Grub’s Up

25 Feb 2008

With more than one thousand insect species eaten by humans worldwide, the United Nations Food and Agriculture Organization (FAO) organized a workshop last week to discuss the nutritional benefits and potential commercial developments for insects in the Asia and Pacific region.
Bugs such as crickets, caterpillars and grubs are high in protein and minerals and could be an important food source during droughts and other emergencies, according to the three dozen scientists who gathered in Change Mai, Thailand, from 15 countries around the world.
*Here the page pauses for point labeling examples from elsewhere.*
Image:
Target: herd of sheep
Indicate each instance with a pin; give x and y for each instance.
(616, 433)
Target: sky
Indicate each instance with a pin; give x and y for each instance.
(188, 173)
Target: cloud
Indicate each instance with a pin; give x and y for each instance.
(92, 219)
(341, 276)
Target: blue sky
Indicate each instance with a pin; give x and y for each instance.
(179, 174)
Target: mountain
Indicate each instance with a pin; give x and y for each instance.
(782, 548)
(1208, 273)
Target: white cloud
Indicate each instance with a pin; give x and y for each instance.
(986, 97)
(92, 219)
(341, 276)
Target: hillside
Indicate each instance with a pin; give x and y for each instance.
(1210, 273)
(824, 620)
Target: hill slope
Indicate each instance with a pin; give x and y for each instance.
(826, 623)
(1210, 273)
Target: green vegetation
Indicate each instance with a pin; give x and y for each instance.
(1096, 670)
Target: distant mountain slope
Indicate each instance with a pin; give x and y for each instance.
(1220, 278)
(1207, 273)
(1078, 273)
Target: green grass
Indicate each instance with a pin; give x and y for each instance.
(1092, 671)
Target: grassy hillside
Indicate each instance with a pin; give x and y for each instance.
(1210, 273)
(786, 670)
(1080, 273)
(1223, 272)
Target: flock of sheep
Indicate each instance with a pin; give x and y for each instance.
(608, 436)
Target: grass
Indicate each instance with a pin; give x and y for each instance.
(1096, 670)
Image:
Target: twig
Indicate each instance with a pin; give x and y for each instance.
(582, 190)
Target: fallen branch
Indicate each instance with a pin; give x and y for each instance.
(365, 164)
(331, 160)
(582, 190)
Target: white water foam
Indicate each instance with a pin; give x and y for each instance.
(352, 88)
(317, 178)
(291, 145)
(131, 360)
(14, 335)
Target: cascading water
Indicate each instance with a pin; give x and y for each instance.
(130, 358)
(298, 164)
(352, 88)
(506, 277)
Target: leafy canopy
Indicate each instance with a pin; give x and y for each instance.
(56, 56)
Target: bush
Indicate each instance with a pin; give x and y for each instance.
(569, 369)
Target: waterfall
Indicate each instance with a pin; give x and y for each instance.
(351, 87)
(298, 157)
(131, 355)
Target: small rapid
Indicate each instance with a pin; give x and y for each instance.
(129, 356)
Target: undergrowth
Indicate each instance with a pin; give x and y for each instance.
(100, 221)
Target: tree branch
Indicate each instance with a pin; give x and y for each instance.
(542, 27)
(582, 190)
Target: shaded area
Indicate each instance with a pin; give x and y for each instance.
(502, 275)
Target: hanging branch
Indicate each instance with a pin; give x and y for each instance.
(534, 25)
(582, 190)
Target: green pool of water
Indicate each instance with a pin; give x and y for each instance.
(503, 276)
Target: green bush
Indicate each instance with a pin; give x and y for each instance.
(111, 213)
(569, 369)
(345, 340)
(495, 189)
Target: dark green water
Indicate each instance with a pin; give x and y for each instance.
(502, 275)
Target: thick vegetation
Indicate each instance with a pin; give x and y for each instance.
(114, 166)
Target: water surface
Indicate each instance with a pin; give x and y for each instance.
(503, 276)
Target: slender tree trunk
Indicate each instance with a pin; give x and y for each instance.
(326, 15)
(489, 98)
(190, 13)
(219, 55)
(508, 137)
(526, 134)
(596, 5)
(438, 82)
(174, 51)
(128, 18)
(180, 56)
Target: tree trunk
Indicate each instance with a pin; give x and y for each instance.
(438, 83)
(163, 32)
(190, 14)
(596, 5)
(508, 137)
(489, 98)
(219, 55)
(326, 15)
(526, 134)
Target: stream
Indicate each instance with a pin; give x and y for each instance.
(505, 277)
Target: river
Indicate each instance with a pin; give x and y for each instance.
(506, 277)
The FAO estimates that around 1,400 species of insects and worms are eaten in 90 countries, ranging from crickets and silk worms in Thailand to grubs and grasshoppers in Africa and ants in South America.
The challenge, experts say, is in supporting unregulated, small bug-food operations to increase their commercial activity and possibly supplement the food provided by food agencies during emergencies. Infrastructure for insect breeding, transport and marketing is non-existent in most countries.
Dutch entomologist, Prof. Arnold van Huis, blames a western bias against eating insects for the failure of aid agencies to utilize bugs as an aid food. ‘They are completely biased,’ van Huis said. ‘They really have to change. I would urge other donor organizations to take a different attitude toward this … It’s excellent food. It can be sustainable with precautions.’
The three-day workshop aims to raise awareness of the potential of edible forest insects as a food source, document the contribution of edible insects to rural livelihoods and assess linkages to sustainable forest management and conservation. Practicalities of management, collection, harvesting, processing, marketing and consumption will be discussed.